Even when John was a young boy, Bill had played cruel games with him, with the explicit purpose of teaching his son not to trust
completely, not even his own father. Such tough love taught John to be a ruthless and efficient businessman who would not accept defeat. His father had given him the clear message that the business world was fierce and ruthless and that in order to succeed, any means were acceptable.

From his conscientious, stern, and deeply religious mother, John got both his strategical and mathematical thinking and his Christian faith. He internalised her constant admonitions to not let success go to his head. These disparate influences made John D. very successful, but also gave him somewhat of a dual personality, a Dr. Jekyll and Mr. Hyde.

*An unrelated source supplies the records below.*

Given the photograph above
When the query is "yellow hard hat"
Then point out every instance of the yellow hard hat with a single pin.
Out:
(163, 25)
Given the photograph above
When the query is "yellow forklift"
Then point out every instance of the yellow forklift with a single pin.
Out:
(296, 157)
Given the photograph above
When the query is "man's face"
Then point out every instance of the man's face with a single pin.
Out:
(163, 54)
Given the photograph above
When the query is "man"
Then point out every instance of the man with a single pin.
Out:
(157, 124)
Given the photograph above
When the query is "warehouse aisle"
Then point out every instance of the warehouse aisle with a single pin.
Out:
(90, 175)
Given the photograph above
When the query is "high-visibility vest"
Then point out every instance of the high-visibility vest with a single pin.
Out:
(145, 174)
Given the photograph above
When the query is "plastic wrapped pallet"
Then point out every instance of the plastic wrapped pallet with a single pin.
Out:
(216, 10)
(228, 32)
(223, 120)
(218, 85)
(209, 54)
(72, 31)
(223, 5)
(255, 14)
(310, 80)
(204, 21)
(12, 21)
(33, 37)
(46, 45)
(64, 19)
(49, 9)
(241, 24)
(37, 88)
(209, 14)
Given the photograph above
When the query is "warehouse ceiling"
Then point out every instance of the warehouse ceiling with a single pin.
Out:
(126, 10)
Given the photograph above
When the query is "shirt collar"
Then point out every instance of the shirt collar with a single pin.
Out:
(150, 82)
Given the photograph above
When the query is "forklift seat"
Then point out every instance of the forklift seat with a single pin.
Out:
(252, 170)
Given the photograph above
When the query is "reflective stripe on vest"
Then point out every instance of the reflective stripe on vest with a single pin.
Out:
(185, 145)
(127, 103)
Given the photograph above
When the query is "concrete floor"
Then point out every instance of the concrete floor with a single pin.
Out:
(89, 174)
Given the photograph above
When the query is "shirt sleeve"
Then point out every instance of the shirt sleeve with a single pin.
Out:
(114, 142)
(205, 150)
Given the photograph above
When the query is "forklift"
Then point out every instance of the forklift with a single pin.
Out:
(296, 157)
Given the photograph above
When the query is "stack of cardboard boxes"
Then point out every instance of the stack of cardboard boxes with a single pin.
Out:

Like his father, John D. loved his money more than anything but was not inclined to spend it willy-nilly. His rapidly increasing fortune was to grow and not be scattered on excesses, parties, fine clothing or luxuries. Every purchase and investment was to be carefully calculated
and nothing go to waste. Always attending to the most minute detail in optimising and streamlining every part of his growing business empire, by 1880, he had reached the top of the list of the richest men in the United States.


From a young age,
John D. was a strong believer in giving a certain percentage of his earnings to charity (carefully entered into
Ledger A
, of course). As soon as he earned an income he would make donations to various charities, both Baptist, Methodist, Catholic and abolitionist.

Inspired by Baptist ethics, and by the prosperity theology not uncommon among businessmen of his time, he saw his wealth as a gift from God, given to the most worthy and hardworking for stewardship.
With his immense resources he wanted to make the world a better place.

Those who refused to participate in his plans and become part of his growing empire were, however, seen as sinners and not deserving of any sympathy. Charity also became a way of redeeming his often
ruthless and predatory business methods.

In 1896, the same year that Svante Arrhenius (1859–1927) became the first scientist to calculate the levels of carbon dioxide in the atmosphere and its possible influence on the greenhouse effect, John D. Rockefeller Sr. retired from the management of Standard Oil and handed the leadership of the company over to his closest man, John Dustin Archbold (1848–1916).

His son, John D. Jr., was also placed in more responsible positions within the company. Senior had new plans. Just like steel magnate
Andrew Carnegie (1835–1919), he started investing in philanthropy and social reform.

There was now enough capital to start reshaping the world and provide it with a more efficient management.

Only a few decades later, Rockefeller philanthropy would start financing the research field emerging from the theories of Svante Arrhenius.


Early on in his career, John D. Rockefeller realised the benefits of gaining control over education and the production of knowledge. With the aid of his financial advisor, baptist pastor Frederick Gates (1853–1929), who was hired to run the philanthropic endeavours, the founding or financing of a long list of significant institutions began.

Through the generations, the Rockefeller family came to actively support seventy-five top colleges and universities, including Harvard, Yale, Brown, Columbia, Cornell, Massachusetts Institute of Technology (MIT), Princeton, Tufts, University of California Berkley, and University of Chicago. This gave a significant degree of influence over the field of education and research, mainly in the United States but also overseas (e.g. through Central Philippines University and the London School of Economics).

University of Chicago

In 1890, John, D.
Rockefeller and the
American Baptist Education Society co-founded the University of Chicago (on land donated by department store owner Marshall Field). It was Rockefeller’s million dollar donation that turned the college into a university, and he continued to finance its operation. As the university required more and more funding, Rockefeller asked for representatives on the board of directors in order to get more oversight and control of how donations were used.